Charter next argued that the injury alleged by Five Four didn’t stem from “advertising.”  But the insurer must defend no matter how groundless the suit may be if the allegations in the underlying complaint, liberally construed, are within the scope of the policy.  The underlying complaints consistently alleged “wrongful acts, including advertising.”  “If Charter believed that Five Four did not intend to allege advertising by CGS or that CGS did not advertise the jeans, Charter should have begun to defend and immediately sought a bill of particulars to resolve any ambiguity in the pleadings.”  To the extent that Charter argued that its duty to defend terminated once discovery responses demonstrated that CGS and Walmart never advertised the jeans, Charter had not so argued below and had instead stipulated to damages, waiving this argument.

Nor did the knowing violation exclusion help Charter.

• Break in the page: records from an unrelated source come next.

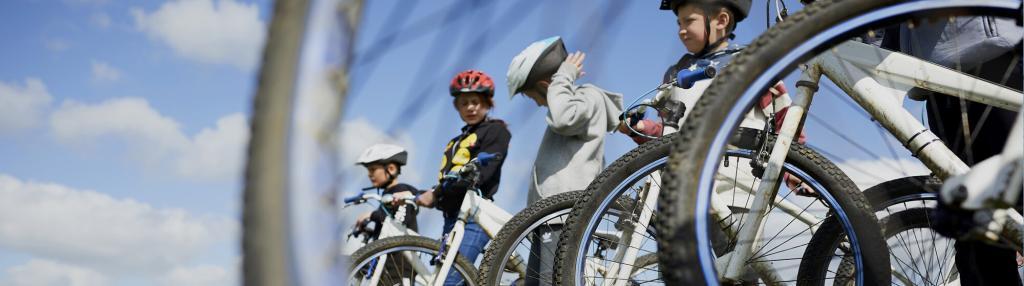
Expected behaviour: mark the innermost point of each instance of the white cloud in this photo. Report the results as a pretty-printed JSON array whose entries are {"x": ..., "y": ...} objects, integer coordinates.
[
  {"x": 216, "y": 153},
  {"x": 100, "y": 19},
  {"x": 23, "y": 107},
  {"x": 129, "y": 119},
  {"x": 42, "y": 272},
  {"x": 92, "y": 229},
  {"x": 870, "y": 172},
  {"x": 201, "y": 276},
  {"x": 56, "y": 44},
  {"x": 103, "y": 72},
  {"x": 155, "y": 139},
  {"x": 211, "y": 32}
]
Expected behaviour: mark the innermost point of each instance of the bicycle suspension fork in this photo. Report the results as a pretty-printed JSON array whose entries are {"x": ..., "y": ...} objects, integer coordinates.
[{"x": 748, "y": 238}]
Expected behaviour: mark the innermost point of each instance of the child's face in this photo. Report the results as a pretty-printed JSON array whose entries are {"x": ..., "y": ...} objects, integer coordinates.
[
  {"x": 378, "y": 174},
  {"x": 472, "y": 107},
  {"x": 692, "y": 30}
]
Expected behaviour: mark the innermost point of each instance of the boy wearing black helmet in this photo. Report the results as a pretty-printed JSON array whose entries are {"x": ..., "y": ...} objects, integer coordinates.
[{"x": 383, "y": 163}]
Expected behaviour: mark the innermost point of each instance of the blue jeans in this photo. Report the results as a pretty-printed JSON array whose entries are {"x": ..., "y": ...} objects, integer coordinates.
[{"x": 472, "y": 245}]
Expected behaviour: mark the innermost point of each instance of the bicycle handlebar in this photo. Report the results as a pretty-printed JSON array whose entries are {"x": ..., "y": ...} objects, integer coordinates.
[
  {"x": 359, "y": 198},
  {"x": 686, "y": 77}
]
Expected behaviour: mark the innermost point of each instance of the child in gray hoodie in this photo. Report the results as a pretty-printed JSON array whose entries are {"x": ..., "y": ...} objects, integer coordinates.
[{"x": 571, "y": 153}]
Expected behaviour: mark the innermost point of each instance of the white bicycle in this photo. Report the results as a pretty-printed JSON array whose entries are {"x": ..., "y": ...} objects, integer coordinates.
[
  {"x": 420, "y": 260},
  {"x": 878, "y": 80}
]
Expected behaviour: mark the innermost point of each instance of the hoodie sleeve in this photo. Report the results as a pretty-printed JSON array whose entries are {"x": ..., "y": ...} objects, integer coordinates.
[
  {"x": 496, "y": 141},
  {"x": 568, "y": 114}
]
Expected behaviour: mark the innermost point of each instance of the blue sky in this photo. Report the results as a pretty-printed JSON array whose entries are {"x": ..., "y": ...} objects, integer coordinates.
[{"x": 123, "y": 123}]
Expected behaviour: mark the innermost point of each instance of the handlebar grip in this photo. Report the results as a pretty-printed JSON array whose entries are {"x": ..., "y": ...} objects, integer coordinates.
[
  {"x": 686, "y": 77},
  {"x": 353, "y": 199},
  {"x": 483, "y": 158}
]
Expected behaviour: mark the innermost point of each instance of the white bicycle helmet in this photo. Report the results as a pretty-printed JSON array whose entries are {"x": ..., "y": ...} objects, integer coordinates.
[
  {"x": 540, "y": 58},
  {"x": 383, "y": 153}
]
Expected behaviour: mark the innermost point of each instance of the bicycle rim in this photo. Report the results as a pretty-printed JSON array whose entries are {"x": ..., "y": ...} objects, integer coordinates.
[
  {"x": 705, "y": 139},
  {"x": 288, "y": 230}
]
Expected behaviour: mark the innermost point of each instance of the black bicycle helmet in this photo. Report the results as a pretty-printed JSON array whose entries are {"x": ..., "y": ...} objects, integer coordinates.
[{"x": 740, "y": 8}]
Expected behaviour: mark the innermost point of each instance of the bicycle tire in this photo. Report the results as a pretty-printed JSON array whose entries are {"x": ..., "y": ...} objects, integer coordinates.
[
  {"x": 264, "y": 227},
  {"x": 901, "y": 190},
  {"x": 738, "y": 83},
  {"x": 521, "y": 225},
  {"x": 907, "y": 217},
  {"x": 597, "y": 191},
  {"x": 386, "y": 245},
  {"x": 584, "y": 212}
]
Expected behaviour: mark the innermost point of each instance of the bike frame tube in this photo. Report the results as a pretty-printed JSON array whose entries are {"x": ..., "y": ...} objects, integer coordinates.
[
  {"x": 633, "y": 240},
  {"x": 474, "y": 208}
]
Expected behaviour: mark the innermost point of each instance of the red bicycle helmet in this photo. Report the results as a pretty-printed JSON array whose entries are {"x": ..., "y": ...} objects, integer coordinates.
[{"x": 472, "y": 81}]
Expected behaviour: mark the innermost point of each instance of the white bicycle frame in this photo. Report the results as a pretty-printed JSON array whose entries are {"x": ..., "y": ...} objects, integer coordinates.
[
  {"x": 853, "y": 67},
  {"x": 483, "y": 212},
  {"x": 390, "y": 228}
]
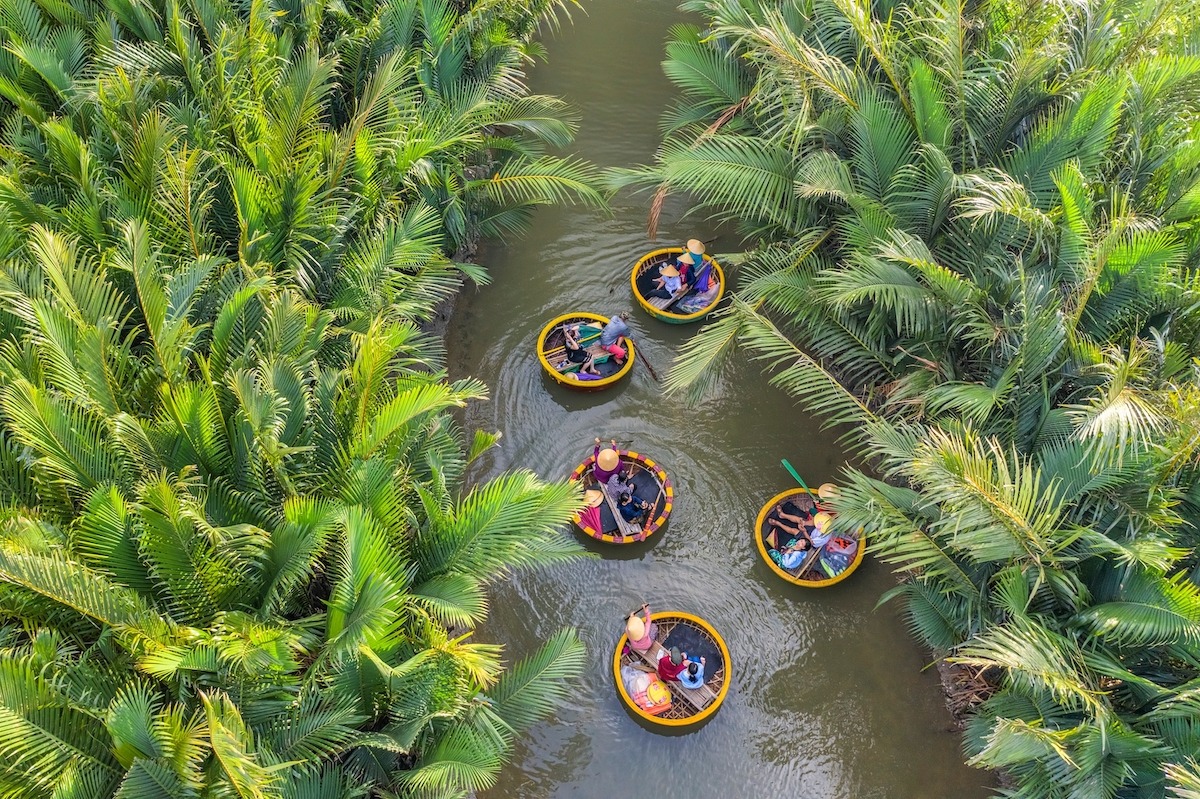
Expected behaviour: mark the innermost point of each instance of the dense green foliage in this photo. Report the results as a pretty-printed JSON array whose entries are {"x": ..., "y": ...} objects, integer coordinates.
[
  {"x": 977, "y": 246},
  {"x": 237, "y": 553}
]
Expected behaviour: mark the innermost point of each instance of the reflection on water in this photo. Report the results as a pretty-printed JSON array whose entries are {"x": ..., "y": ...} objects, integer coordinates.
[{"x": 828, "y": 696}]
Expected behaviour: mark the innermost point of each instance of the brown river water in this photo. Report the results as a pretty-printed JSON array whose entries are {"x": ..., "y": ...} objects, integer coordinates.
[{"x": 831, "y": 697}]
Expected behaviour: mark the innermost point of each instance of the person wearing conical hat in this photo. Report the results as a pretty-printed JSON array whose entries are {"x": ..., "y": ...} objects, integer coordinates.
[
  {"x": 822, "y": 529},
  {"x": 826, "y": 492},
  {"x": 607, "y": 462},
  {"x": 641, "y": 630},
  {"x": 666, "y": 283},
  {"x": 689, "y": 262}
]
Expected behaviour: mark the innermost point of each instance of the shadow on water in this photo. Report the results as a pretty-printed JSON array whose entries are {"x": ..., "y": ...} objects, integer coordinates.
[{"x": 828, "y": 698}]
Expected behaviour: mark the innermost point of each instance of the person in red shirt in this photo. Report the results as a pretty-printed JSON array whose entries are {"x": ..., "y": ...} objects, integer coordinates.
[{"x": 672, "y": 664}]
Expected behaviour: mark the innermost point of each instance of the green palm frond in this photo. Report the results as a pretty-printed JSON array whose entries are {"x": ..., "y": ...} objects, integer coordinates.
[
  {"x": 1035, "y": 659},
  {"x": 534, "y": 686},
  {"x": 511, "y": 522},
  {"x": 1150, "y": 612},
  {"x": 87, "y": 593},
  {"x": 462, "y": 758},
  {"x": 233, "y": 748}
]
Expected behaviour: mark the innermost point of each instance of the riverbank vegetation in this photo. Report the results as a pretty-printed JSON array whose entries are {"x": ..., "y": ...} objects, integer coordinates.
[
  {"x": 976, "y": 247},
  {"x": 238, "y": 556}
]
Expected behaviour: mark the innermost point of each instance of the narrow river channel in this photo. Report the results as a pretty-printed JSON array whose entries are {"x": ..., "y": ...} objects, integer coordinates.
[{"x": 829, "y": 698}]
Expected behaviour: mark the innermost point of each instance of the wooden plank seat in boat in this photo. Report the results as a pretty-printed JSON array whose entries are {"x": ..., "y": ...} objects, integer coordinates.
[
  {"x": 627, "y": 528},
  {"x": 665, "y": 302},
  {"x": 699, "y": 698},
  {"x": 599, "y": 354}
]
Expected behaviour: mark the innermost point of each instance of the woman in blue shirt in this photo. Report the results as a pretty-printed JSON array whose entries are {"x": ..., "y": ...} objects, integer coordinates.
[
  {"x": 667, "y": 283},
  {"x": 694, "y": 676}
]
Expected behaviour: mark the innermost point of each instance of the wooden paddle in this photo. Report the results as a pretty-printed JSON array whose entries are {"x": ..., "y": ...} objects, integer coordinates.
[{"x": 798, "y": 478}]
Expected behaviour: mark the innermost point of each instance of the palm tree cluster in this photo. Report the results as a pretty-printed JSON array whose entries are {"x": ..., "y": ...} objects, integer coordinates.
[
  {"x": 977, "y": 248},
  {"x": 237, "y": 553}
]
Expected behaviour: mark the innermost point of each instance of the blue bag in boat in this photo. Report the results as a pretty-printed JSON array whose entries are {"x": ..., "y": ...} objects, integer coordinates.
[{"x": 837, "y": 554}]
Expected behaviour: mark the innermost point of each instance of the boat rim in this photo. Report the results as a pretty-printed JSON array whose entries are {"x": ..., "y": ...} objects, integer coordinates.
[
  {"x": 678, "y": 317},
  {"x": 779, "y": 570},
  {"x": 667, "y": 493},
  {"x": 720, "y": 695}
]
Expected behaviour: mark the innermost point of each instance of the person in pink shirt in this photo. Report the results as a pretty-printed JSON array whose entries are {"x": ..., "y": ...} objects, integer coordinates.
[
  {"x": 672, "y": 664},
  {"x": 641, "y": 631}
]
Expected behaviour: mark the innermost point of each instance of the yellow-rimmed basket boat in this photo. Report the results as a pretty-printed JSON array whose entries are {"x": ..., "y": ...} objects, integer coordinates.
[
  {"x": 810, "y": 574},
  {"x": 552, "y": 352},
  {"x": 691, "y": 634},
  {"x": 677, "y": 310},
  {"x": 651, "y": 482}
]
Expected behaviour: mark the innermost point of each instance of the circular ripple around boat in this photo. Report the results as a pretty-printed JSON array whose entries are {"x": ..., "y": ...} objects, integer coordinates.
[
  {"x": 684, "y": 712},
  {"x": 549, "y": 344},
  {"x": 760, "y": 536}
]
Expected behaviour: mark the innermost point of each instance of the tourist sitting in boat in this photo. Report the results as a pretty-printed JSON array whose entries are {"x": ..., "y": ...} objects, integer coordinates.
[
  {"x": 837, "y": 554},
  {"x": 666, "y": 284},
  {"x": 826, "y": 492},
  {"x": 607, "y": 462},
  {"x": 822, "y": 529},
  {"x": 672, "y": 664},
  {"x": 691, "y": 260},
  {"x": 611, "y": 335},
  {"x": 576, "y": 353},
  {"x": 799, "y": 527},
  {"x": 633, "y": 509},
  {"x": 694, "y": 676},
  {"x": 791, "y": 554},
  {"x": 641, "y": 631}
]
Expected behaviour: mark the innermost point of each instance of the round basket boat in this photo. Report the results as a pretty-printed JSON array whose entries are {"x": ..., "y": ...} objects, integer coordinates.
[
  {"x": 684, "y": 707},
  {"x": 688, "y": 305},
  {"x": 651, "y": 482},
  {"x": 552, "y": 352},
  {"x": 813, "y": 572}
]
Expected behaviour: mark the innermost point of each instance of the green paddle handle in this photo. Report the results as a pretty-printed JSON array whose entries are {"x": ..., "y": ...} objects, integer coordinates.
[{"x": 795, "y": 474}]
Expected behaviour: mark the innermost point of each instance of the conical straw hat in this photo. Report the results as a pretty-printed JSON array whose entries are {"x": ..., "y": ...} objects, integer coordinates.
[
  {"x": 607, "y": 460},
  {"x": 635, "y": 628}
]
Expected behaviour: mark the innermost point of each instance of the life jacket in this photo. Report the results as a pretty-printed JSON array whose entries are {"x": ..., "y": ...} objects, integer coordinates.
[
  {"x": 837, "y": 554},
  {"x": 649, "y": 694}
]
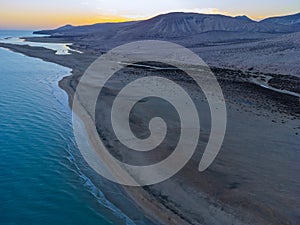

Though the underlying complaint alleged willful infringement, the Lanham Act claims could succeed without such a showing. “Our inquiry ends there: as at least one of the claims in the Underlying Action did not require intent, Charter was required to defend the entire action.” The cases cited by Charter were distinguishable—in one, the defendant “approached a local manufacturer to produce a cheaper, low-quality knock-off product; marketed the counterfeit product in packaging indicating it was a genuine creation manufactured in Denmark, both blatantly false; and then fraudulently misled the plaintiff about sales.  In another, the plaintiff was a serial infringer.  “Here, the complaint alleges merely that CGS sold jeans with similar pocket stitching to Five Four’s jeans, not that CGS marketed the jeans as genuine Five Four jeans, or that it was a serial infringer. From the facts alleged in the complaint … it is possible that CGS unintentionally infringed on Five Four’s pocket design.”